Re: ISO9001

Subject: Re: ISO9001
From: Smokey L Bare <slbare -at- JUNO -dot- COM>
Date: Fri, 3 Apr 1998 13:06:20 -0500

Jon Leer

I am curious, has anybody on the list gotten ISO certified? Would there
be
any direct benefit for a writer to get certified? (I know large companies
do this, but could a contract writer's reception be better if certified?)

......

Jon,

There is no 'certified' status in North America. You are either
'compliant' or 'registered'. Most firms elect to become compliant (due
to high audit costs). For those companies who wish to do business with
ISO Registered Corporations, they precede on to become registered.

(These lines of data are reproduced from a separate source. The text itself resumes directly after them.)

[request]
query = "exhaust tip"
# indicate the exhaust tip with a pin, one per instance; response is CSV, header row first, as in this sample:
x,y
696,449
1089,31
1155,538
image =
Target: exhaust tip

It is documenting processes, not people. Ralph Robinson has a wonderful
book out for ISO on documentation guidelines. It is a very strong
QA-type of writing. [r2innovations -at- myna -dot- com] -dot- Every town which hosts
major corporations usually has a local branch of ASQC, and they can
assist you.

You may wish to watch referring to being 'certified', I have learned from
working with various project managers that they will close out writers
for ISO projects because the writer doesn't really know the concept of
ISO.

Consulting firms are being very knowledgeable lately in regard to the
9003 for services. So...they become compliant in order to become
eligible to be on a vendors' list. The company I am with is compliant.
Writers document the processes, and then a company has the choice of
meeting (complying with) the regs (internal audit) or call an outside
source in for an audit (Coopers Lybrand, Ernst & Young). This is new for
the service providers (computer consultants, management consultants, and
so on).
One large national business management firm, who specializes in
deployment and development, ran an ad in our local paper that they were
certified (hoping to be the first in the area). It backfired in their
face. Editorials were done by those who were compliant, warning managers
to be careful who they hire as ISO was being the 'buzz' word with trade
lately. In this case, ignorance was not bliss. The company lost two
major banks over it.

So I pass this experience I've learned on to you. You would be surprised
the number of people who don't understand and mix up QA with QC. Check
with your management directs to see which way they are going. I am sure
they would appreciate reviewing your ASQC material as well.

I also feel Ralph's outline-style of writing will offer you a quick
reference approach to a very organized checklist.